Children? Here? He’d have to ask to see the loft as well, Granville thought. He could only imagine the heat building up in there.
“Crimping machine, then soldering machine over here for the lids.”
Granville watched as can after can rolled out of the soldering machine, and quick hands stacked them one row deep in large baskets made of strips of wrought iron. He tried to imagine trying to keep up this pace all day long. Couldn’t.
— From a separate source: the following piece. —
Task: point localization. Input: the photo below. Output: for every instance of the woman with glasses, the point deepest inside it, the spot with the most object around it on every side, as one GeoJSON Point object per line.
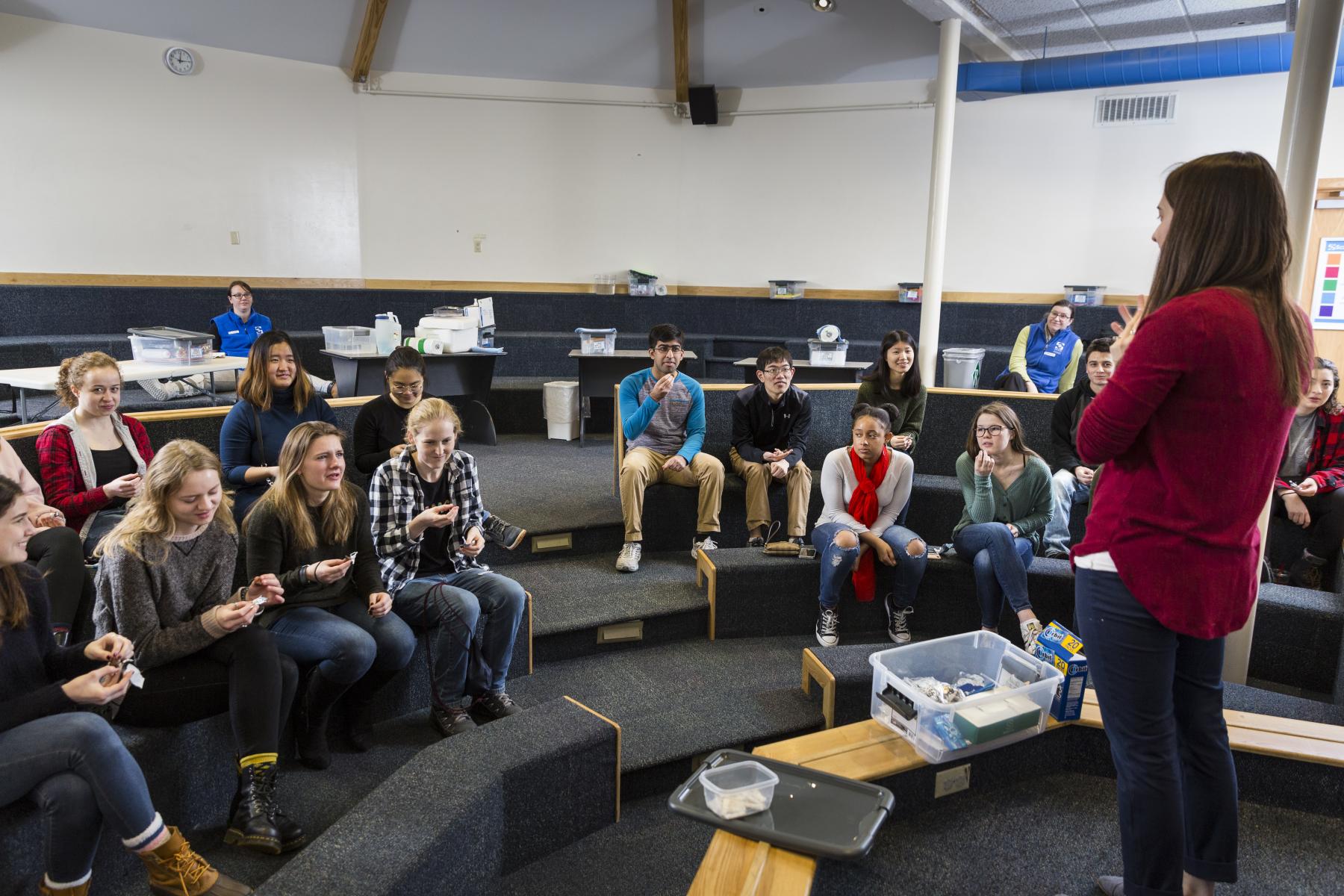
{"type": "Point", "coordinates": [381, 429]}
{"type": "Point", "coordinates": [1045, 359]}
{"type": "Point", "coordinates": [1007, 491]}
“These men punch a hole in each lid to let out the steam.” Dirks nodded at them. “Then they run them through the steam bath.”
The foreman patted the side of a machine. “Got this one two years ago. Saves us at least four workers a shift.” He didn’t seem to care if the men working the steam bath heard him. “The cooled cans get resealed by hand,” Dirks waved at the tables of workers, bent over the trays of cans with soldering irons, carefully re-sealing the hole. “Then it’s off to the cooking line.”
The smell of cooking salmon was everywhere. It smelled anything but appetizing mixed in with the stench from the rest of the plant. Granville tried not to smell it. Fresh caught and cooked salmon had become a favorite of his since he’d moved to Vancouver. He’d hate to have his enjoyment of it permanently spoiled by this experience.
“Soon’s they’re cooked, it’s into the lye bath to clean ‘em off,” the cannery foreman said, waving in the direction of a large steel bin.
Granville glanced at Dirks’ indifferent face, wondering if he knew about the bones found here. Surely he must. Did he care so little, then? He looked back at the lye bath. About three feet by four feet across, it stood nearly four feet high. He could smell the caustic odor of the lye, cutting through the overall stench of the place. And he was tall enough to see easily into the thing.
The heavy tub was three quarters full of a clear liquid with the distinctive sharp burning odor of lye. He could see that it easily held several crates full of cans. More than big enough to hold a body. And there was no lid on the thing. How could people work like this? And why had a man died there?